Concurrencer Russia Today

Une autre vulnérabilité du public géorgien tient à la proportion de russophones dans le pays. Environ 15 % de la population est issue de minorités ne parlant pas géorgien, ce qui les amène à s’informer via des médias russes. Cette particularité rend la Géorgie perméable au soft power russe, juge Ani Kistauri. « Depuis l’invasion de l’Ukraine, la propagande russe s’est intensifiée, observe cette dernière. Les médias russes discréditent en permanence l’Ukraine et ses alliés occidentaux, instillent la peur et le rejet en affirmant, par exemple, que l’Occident cherche à promouvoir "l’agenda LGBT" en Géorgie.

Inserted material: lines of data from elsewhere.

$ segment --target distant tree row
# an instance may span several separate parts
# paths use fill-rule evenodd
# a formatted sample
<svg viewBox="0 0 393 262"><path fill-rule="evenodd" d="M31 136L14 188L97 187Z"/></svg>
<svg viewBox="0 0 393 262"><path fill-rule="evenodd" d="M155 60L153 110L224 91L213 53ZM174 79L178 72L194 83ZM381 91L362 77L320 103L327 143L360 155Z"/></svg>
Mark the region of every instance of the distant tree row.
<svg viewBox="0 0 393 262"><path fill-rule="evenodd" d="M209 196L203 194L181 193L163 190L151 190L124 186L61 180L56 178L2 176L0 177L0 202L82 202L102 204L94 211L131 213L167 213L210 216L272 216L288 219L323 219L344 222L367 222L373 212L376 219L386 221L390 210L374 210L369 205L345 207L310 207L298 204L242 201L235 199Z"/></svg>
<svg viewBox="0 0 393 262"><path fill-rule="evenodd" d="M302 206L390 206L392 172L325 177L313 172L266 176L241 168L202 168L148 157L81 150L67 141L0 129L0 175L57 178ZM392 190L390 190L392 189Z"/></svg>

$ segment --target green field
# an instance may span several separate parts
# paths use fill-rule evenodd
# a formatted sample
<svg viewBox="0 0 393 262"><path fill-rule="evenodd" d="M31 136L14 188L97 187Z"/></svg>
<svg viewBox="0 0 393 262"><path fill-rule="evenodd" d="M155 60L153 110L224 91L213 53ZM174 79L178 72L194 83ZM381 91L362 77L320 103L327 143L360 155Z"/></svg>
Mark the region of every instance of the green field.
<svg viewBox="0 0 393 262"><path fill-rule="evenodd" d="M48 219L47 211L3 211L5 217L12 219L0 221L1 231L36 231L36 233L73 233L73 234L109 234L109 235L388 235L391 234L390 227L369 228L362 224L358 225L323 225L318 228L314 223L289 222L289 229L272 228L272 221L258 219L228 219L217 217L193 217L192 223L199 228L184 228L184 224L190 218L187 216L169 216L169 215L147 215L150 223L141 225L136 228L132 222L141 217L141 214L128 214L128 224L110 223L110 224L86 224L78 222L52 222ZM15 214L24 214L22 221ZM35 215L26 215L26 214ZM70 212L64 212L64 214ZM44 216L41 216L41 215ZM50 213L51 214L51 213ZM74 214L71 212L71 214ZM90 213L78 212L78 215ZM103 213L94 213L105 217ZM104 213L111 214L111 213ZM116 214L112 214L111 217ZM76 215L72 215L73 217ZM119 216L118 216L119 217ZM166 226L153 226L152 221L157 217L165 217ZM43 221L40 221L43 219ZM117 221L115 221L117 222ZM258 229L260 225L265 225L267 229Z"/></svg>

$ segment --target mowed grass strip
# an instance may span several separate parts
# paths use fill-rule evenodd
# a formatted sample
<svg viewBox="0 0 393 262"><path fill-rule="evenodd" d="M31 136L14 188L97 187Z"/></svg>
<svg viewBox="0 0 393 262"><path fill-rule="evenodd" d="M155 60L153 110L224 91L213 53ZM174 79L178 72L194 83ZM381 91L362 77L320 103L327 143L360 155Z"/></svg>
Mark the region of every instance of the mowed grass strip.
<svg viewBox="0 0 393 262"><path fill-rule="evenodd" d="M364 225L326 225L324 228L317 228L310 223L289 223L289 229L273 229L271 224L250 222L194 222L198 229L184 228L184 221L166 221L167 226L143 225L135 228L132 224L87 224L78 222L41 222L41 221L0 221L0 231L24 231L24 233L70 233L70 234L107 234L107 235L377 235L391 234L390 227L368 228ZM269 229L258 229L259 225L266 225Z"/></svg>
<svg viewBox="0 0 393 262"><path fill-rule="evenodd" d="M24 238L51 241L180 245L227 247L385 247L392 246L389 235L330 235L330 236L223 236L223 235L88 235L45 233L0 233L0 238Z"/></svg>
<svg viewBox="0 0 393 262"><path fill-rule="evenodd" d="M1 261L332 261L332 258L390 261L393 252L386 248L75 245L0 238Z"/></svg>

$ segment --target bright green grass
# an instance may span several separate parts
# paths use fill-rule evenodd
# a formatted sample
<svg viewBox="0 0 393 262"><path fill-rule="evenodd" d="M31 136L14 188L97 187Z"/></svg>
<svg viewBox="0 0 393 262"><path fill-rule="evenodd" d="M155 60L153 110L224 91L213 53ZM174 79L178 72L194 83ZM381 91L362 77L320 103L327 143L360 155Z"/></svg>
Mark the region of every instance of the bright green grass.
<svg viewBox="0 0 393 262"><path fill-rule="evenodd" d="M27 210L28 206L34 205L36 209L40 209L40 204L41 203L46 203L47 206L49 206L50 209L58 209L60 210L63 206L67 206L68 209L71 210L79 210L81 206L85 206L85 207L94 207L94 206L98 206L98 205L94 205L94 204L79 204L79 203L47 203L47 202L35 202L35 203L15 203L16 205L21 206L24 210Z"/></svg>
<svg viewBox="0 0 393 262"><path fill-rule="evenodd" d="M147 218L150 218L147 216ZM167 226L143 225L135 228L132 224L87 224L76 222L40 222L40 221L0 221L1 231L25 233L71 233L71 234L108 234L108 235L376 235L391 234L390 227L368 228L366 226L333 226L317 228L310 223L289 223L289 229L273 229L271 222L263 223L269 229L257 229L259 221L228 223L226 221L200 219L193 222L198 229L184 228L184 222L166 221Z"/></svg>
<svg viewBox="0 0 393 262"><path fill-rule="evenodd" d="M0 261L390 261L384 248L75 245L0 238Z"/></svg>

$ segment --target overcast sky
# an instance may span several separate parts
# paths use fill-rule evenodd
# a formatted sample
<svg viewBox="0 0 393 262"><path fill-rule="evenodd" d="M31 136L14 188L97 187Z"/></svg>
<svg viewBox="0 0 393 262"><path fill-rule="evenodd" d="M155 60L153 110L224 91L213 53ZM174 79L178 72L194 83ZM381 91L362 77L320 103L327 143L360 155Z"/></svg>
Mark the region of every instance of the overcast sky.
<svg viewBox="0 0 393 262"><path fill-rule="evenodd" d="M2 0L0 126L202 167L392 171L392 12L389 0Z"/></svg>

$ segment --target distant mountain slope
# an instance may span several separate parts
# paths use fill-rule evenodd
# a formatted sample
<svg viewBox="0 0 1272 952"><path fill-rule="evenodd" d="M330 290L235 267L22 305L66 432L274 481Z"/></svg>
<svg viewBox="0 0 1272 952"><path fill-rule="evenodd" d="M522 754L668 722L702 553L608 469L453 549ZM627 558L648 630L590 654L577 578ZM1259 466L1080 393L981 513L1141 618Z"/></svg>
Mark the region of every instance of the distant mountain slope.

Cela permet à la Russie orthodoxe de se présenter en gardienne des traditions et en alternative à la décadence occidentale. »

Pour lutter contre l’influence des chaînes pro-Kremlin dans le pays, un média géorgien en langue russe s’est créé en 2017. La chaîne TOK TV, basée à Tbilissi et dans la région de Samtskhe-Javakheti, dont la moitié des 160 000 habitants sont Arméniens, entend concurrencer les médias russes comme Russia Today ou Sputnik Georgia. « Notre ambition est d’en finir avec les ghettos informationnels auxquels sont assignés les minorités de Géorgie », affirme la journaliste Natia Kuprashvili, l’une des fondatrices de TOK TV. « C’est malheureux de constater que le point commun entre un Arménien, un Azéri, un Abkhaze et un Sud-Ossète est que tous parlent russe, estime la journaliste. Nous nous sommes débarrassés de l’Union soviétique, mais la langue russe reste un vecteur de domination. »
 

Pour contrer cette influence, la chaîne, dont l’audience est estimée à 300 000 spectateurs réguliers, propose des informations régionales, nationales et internationales, ainsi que des programmes spécialisés, comme la série « Ce que Moscou dit et montre », où Natia Kuprashvili dissèque la propagande du Kremlin pour en exposer les ressorts. Un effort nécessaire, notamment en Samtskhe-Javakheti, juge-t-elle.

« Les minorités sont particulièrement vulnérables à la désinformation », avance-t-elle, en rappelant que la volonté d’adhésion à l’UE est notablement plus faible dans cette région que dans le reste de la Géorgie. « Moscou adapte ses discours de manière très fine pour les atteindre, en jouant sur leur faible intégration à la société géorgienne », observe la journaliste.

Les fake news font tache d’huile

« D’après nos études, la société géorgienne est très perméable à la désinformation et aux influences étrangères », commente Sandro Gigauri, qui travaille lui aussi à la MDF. Une vulnérabilité qui s’explique notamment par l’absence de tradition journalistique – ici, les médias les plus anciens datent de 1991, année de l’indépendance – et au fait qu’aucun média de référence n’a encore émergé. Ces dernières années, des médias anglophones comme Georgia Today, InterpressNews ou Civil Georgia gagnent en popularité, notamment auprès de la jeunesse éduquée, mais les principales sources d’information des Géorgiens restent des chaînes de télévision aux lignes éditoriales partisanes et des réseaux sociaux où tous les coups sont permis.

« La plupart des Géorgiens font totalement confiance aux informations relayées par leurs proches, regrette Sandro Gigauri. Les fake news font tache d’huile, surtout auprès des personnes âgées qui prennent tout ce qu’elles voient et lisent pour argent comptant. » Pour sensibiliser le public et enseigner les bons réflexes à adopter face aux informations suspectes, la MDF organise des sessions d’éducation aux médias. Dotée de moyens modestes, l’ONG a fait le choix de les proposer à des publics stratégiques. « Les professeurs des écoles, en premier lieu, explique le chercheur, car quand ils sont exposés à la désinformation, ils deviennent des relais auprès des jeunes. » Les étudiants sont l’autre public ciblé par la MDF, qui organise chaque samedi dans ses locaux des cours destinés à développer leur esprit critique et leurs capacités de fact checking.